Hud is the main character's best friend, and he's the kind of guy everyone knows -- kind of dumb, a little bit too literal about things sometimes, but fiercely loyal to his friends. He'd never be the leader, but he'd follow them anywhere, and he does as he's told which makes him the perfect cameraman.

You never question why on earth this guy is still running the camera, because at the beginning of the movie he's told to record the events of the night, and we all know this kind of guy well enough to know that that's exactly what he's going to do, no matter what, until the battery dies or he does. He's also the comic relief character, and giving that kind of personality to the camera is an inspired choice.

As the monster goes, I will say that you do see it. Personally I thought it might be cooler to never actually get a clear look at it, but the movie puts the characters in the middle of everything4, and so you do see the monster quite up-close and personal. But what it is, where it comes from, what it wants are never explained.

Ultimately, this movie is a character drama in a monster-movie world. They used a device that the events of the movie are being recorded over another tape from a much different time in the characters' lives, and the occasional "timecode break" drops us into that other footage. The juxtaposition is powerful, and I really like that the filmmakers took advantage of their "found footage" structure to tell a story more intimate than the monster attack. I know a lot of people will hate it, but I thought it was great.

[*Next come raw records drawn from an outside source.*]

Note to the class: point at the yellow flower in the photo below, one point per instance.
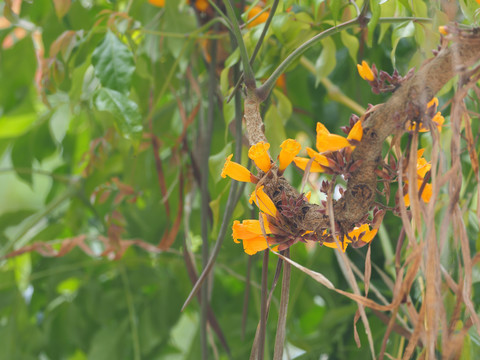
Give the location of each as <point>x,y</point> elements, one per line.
<point>367,236</point>
<point>329,142</point>
<point>356,132</point>
<point>254,11</point>
<point>302,164</point>
<point>259,154</point>
<point>201,5</point>
<point>290,149</point>
<point>250,232</point>
<point>308,195</point>
<point>443,29</point>
<point>237,171</point>
<point>159,3</point>
<point>365,72</point>
<point>263,202</point>
<point>433,102</point>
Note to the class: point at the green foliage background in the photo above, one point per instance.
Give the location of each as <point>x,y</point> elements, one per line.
<point>77,158</point>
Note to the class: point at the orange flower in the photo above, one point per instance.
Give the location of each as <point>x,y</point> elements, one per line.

What it comes down to, though, is that you need to see this movie in theatres, with other people around you, if you're going to have any chance of appreciating it fully. This is the kind of movie that you can't just watch, you have to experience it.

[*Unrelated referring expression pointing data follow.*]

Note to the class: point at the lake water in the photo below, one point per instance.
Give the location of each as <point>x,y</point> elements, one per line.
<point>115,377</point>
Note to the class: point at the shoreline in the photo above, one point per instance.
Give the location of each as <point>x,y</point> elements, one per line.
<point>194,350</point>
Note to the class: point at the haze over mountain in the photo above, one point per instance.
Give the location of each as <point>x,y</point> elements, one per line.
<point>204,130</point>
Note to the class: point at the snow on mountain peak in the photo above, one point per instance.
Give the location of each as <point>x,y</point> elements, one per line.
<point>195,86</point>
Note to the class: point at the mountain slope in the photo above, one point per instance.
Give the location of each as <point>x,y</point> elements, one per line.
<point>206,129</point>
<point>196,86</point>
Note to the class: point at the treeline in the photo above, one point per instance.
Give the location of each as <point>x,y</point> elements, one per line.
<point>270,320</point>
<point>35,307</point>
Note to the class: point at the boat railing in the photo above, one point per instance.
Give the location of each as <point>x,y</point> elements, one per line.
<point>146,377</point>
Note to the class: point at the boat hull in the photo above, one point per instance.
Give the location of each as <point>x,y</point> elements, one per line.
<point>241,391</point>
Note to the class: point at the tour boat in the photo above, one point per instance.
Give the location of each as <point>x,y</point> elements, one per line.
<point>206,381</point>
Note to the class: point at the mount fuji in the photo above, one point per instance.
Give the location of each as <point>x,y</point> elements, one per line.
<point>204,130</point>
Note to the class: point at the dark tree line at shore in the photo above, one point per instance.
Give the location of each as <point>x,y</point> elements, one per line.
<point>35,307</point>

  1. I know a lot of people who didn't get the ending because the set-up was so subtle and they missed it; if you saw the set-up, the ending was amazing.

  2. Blair Witch, of course, practically invented the viral marketing campaign singlehandedly.

  3. Although John Rogers makes a great point: if a thousand rats are running away from something, you don't stop to find out what it is, you outrun those fucking rats. I probably would have handled THAT differently.

  4. Admittedly it does sometimes stretch the limit of the suspension of disbelief, that they should have such poor luck as to always be right where something significant happens, when it happens.

2 comments:

John Seavey said...

I saw 'The Blair Witch Project' in theaters, and you're right, it was very different: Because it was dark, I was able to nod off in a way that I never would have been able to at home in a brightly lit room. :)

Daniel Broadway said...

*SPOLIERS*


I was so happy when Hud died. I hated him.